Research output: Contribution to journalArticle

100 Scopus citations

Abstract

A single hematopoietic stem cell (HSC) is capable of reconstituting hematopoiesis and maintaining homeostasis by balancing self-renewal and cell differentiation. The mechanisms of HSC division balance, however, are not yet defined. Here we demonstrate, by characterizing at the single cell level a purified and minimally heterogeneous Tie2+ HSC population, that these top hierarchical HSCs preferentially undergo symmetric divisions.
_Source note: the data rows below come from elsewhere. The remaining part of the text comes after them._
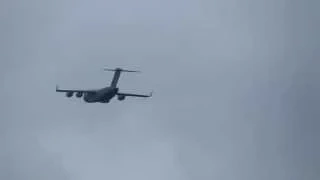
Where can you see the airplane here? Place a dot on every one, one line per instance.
(103, 95)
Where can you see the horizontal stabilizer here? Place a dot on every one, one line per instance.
(120, 70)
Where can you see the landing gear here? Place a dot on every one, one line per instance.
(105, 101)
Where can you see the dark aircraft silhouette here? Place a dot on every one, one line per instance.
(103, 95)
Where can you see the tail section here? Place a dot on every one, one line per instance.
(116, 75)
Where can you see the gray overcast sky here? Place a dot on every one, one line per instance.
(236, 90)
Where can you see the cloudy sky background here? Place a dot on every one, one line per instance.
(236, 90)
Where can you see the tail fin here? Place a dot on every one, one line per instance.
(116, 75)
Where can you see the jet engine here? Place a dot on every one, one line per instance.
(121, 97)
(79, 94)
(69, 94)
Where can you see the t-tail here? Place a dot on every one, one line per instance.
(116, 75)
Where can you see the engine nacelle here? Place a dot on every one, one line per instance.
(121, 97)
(79, 94)
(69, 94)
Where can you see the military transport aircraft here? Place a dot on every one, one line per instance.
(103, 95)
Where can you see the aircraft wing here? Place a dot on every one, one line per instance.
(73, 90)
(134, 95)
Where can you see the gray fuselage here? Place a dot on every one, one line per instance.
(103, 95)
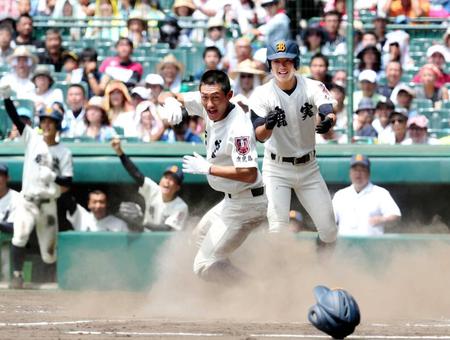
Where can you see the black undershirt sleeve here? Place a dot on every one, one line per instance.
(132, 170)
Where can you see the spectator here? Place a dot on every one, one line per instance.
(405, 8)
(333, 40)
(172, 72)
(150, 128)
(313, 40)
(368, 84)
(121, 66)
(96, 123)
(246, 78)
(53, 53)
(97, 219)
(369, 59)
(216, 35)
(277, 22)
(137, 29)
(87, 72)
(429, 75)
(164, 209)
(418, 131)
(119, 108)
(70, 62)
(155, 83)
(22, 62)
(379, 27)
(363, 209)
(211, 57)
(383, 110)
(74, 116)
(5, 44)
(339, 107)
(181, 132)
(8, 201)
(319, 69)
(44, 95)
(364, 118)
(438, 56)
(394, 73)
(403, 97)
(397, 119)
(396, 48)
(106, 9)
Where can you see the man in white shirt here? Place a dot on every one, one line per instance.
(363, 209)
(97, 219)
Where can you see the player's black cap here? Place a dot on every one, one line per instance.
(359, 159)
(176, 173)
(4, 169)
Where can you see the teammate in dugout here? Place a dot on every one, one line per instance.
(231, 167)
(284, 115)
(164, 210)
(47, 172)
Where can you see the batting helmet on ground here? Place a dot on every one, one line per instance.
(283, 49)
(336, 312)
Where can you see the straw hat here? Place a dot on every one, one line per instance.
(23, 51)
(170, 59)
(246, 66)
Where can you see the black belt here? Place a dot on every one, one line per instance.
(295, 160)
(255, 192)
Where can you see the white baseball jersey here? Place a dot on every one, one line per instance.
(353, 210)
(40, 161)
(173, 213)
(83, 220)
(229, 142)
(8, 206)
(297, 138)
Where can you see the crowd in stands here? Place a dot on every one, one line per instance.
(109, 63)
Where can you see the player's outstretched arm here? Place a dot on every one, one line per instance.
(131, 168)
(12, 113)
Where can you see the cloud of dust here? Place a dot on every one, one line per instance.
(397, 283)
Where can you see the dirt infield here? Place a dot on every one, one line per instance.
(54, 314)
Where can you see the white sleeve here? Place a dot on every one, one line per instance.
(193, 104)
(177, 219)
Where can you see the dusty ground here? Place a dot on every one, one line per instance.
(403, 295)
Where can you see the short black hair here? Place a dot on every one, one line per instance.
(89, 54)
(212, 48)
(213, 77)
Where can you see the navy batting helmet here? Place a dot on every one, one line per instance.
(52, 114)
(283, 49)
(336, 312)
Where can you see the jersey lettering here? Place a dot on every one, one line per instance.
(306, 110)
(216, 148)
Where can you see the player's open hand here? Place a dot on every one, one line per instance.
(196, 165)
(324, 126)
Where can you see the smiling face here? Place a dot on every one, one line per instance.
(215, 101)
(283, 70)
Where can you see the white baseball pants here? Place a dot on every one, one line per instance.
(44, 217)
(307, 182)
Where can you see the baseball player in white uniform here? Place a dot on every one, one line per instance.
(97, 219)
(47, 171)
(284, 113)
(164, 209)
(231, 167)
(8, 201)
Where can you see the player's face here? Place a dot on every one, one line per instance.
(215, 101)
(359, 175)
(169, 186)
(49, 127)
(97, 205)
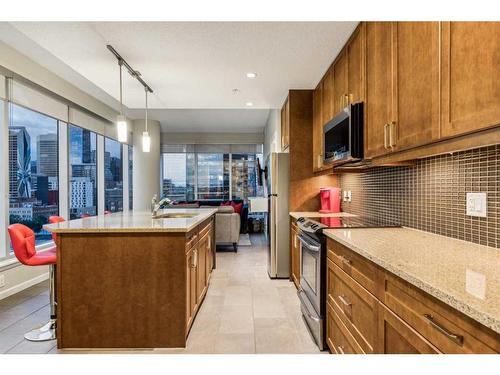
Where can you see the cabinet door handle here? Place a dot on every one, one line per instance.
(386, 142)
(194, 260)
(457, 339)
(392, 130)
(345, 260)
The induction of mitophagy, a quality-control process in mitochondria, plays an essential role in self-renewing expansion of Tie2+ HSCs. Activation of PPAR-fatty acid oxidation promotes to expand Tie2+ HSCs through enhanced Parkin recruitment in mitochondria. These metabolic pathways are conserved in human TIE2+ HSCs. Our data thus identify mitophagy as a key mechanisms of HSC expansion, and suggest potential methods of cell fate manipulation through metabolic pathways.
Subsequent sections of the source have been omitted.